Püchel warnt davor, die Industrie „strukturell in Frage zu stellen“. Sie sei weiterhin wichtiger Auftraggeber für Dienstleistungs- und Handwerksbetriebe. Zudem weisen die Kammern darauf hin, dass es aufgrund der Gewerbeflächennot immer schwieriger werde, selbst kleinere verarbeitende und produzierende Firmen im Ruhrgebiet anzusiedeln. „Die Nachfrage gibt es. Expandierende Unternehmen aus dem Sauerland oder aus Ostwestfalen klopfen hier häufiger vergeblich an. Sie gehen dann nach Bayern oder Baden-Württemberg“, so Püchel. „Im Ruhrgebiet funktioniert das einfach nicht.“

Auch interessant

Dabei präsentiert sich die Ruhrwirtschaft in diesem Frühjahr trotz der bundesweiten konjunkturellen Eintrübung in robuster Verfassung. „Trotz zahlreicher Unsicherheiten melden die Unternehmen überwiegend eine gute Geschäftslage. Der Blick in die Zukunft bleibt jedoch verhalten“, sagt Jutta Kruft-Lohrengel, Präsidentin der IHK zu Essen. Sie legte am Dienstag die Ergebnisse einer Umfrage vor, an der sich rund 950 Unternehmen aus dem Ruhrgebiet mit mehr als 128.000 Beschäftigten beteiligten.

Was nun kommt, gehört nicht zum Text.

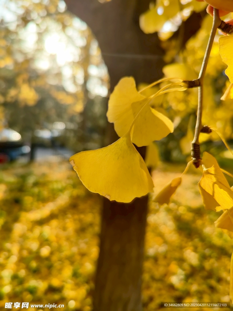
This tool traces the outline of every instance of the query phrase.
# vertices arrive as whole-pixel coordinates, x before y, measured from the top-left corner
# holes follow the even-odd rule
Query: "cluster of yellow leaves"
[[[177,30],[177,23],[180,25],[193,12],[200,12],[207,6],[205,2],[195,0],[157,0],[151,2],[149,9],[140,16],[140,27],[146,34],[159,32],[160,38],[167,39]]]
[[[180,171],[177,164],[159,167],[153,174],[155,192]],[[200,176],[191,172],[171,203],[149,203],[143,284],[147,311],[159,308],[161,300],[229,301],[233,241],[215,228],[221,212],[203,209],[197,195]]]
[[[107,116],[121,138],[107,147],[83,151],[70,159],[90,191],[125,202],[152,192],[148,169],[132,143],[138,146],[149,145],[173,132],[173,126],[170,119],[150,107],[150,98],[138,91],[132,77],[122,78],[115,87]]]
[[[74,301],[77,309],[91,309],[101,203],[69,166],[35,164],[0,173],[0,309],[27,301],[66,310]]]
[[[167,165],[153,173],[156,192],[180,174],[177,165]],[[1,171],[3,309],[6,302],[27,301],[62,304],[68,311],[73,300],[75,309],[92,309],[101,202],[67,165],[35,164]],[[197,197],[199,176],[183,178],[168,205],[159,209],[149,201],[143,276],[145,311],[156,309],[162,300],[229,300],[233,242],[214,228],[220,212],[204,211]]]
[[[198,77],[212,22],[212,18],[210,16],[208,15],[205,17],[201,29],[189,40],[185,49],[176,57],[179,61],[163,67],[163,71],[166,77],[175,76],[188,80]],[[226,68],[225,63],[228,66],[226,73],[232,82],[230,68],[232,58],[231,42],[233,39],[231,35],[224,37],[218,33],[217,34],[207,66],[203,87],[203,124],[216,129],[227,139],[232,137],[233,91],[231,85],[229,84],[223,72]],[[175,91],[163,96],[163,100],[158,108],[166,109],[171,107],[172,109],[169,110],[168,116],[172,120],[177,117],[182,119],[189,114],[196,115],[198,96],[197,88],[189,89],[184,92]],[[187,154],[188,146],[193,140],[194,126],[193,124],[188,128],[185,138],[180,142],[184,154]],[[219,137],[214,131],[209,135],[201,133],[200,142],[209,140],[218,140]]]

IHKs fordern „wirtschaftsfreundliche Politik“

Danach bezeichneten 38 Prozent der Firmen ihre wirtschaftliche Lage als gut, nur zehn Prozent bezeichneten sie als schlecht. Im Vergleich zum Herbst hellen sich die Exporterwartungen auf. Auch die Beschäftigungslage weist eine positive Tendenz auf. Jeder fünfte Betrieb im Ruhrgebiet will zusätzliche Mitarbeiter einstellen. Oftmals hindert sie freilich der grassierende Fachkräftemangel daran. „Gleichwohl bleibt ein Wermutstropfen“, betont Präsidentin Kruft-Lohrengel. „Die Arbeitslosenquote geht leider nicht in dem Maße zurück wie die Beschäftigung aufgebaut wird.“

Auch interessant

Im Hinblick auf die Kommunalwahl im September fordert Kruft-Lohrengel deshalb „ein klares Signal, dass sich das Ruhrgebiet attraktiv für Investitionen und Arbeitsplätze aufstellt. Die Region braucht eine wirtschaftsfreundliche Politik“, sagte sie insbesondere im Hinblick auf die Engpässe bei Gewerbeflächen. Die Kammern klagen seit vielen Jahren darüber.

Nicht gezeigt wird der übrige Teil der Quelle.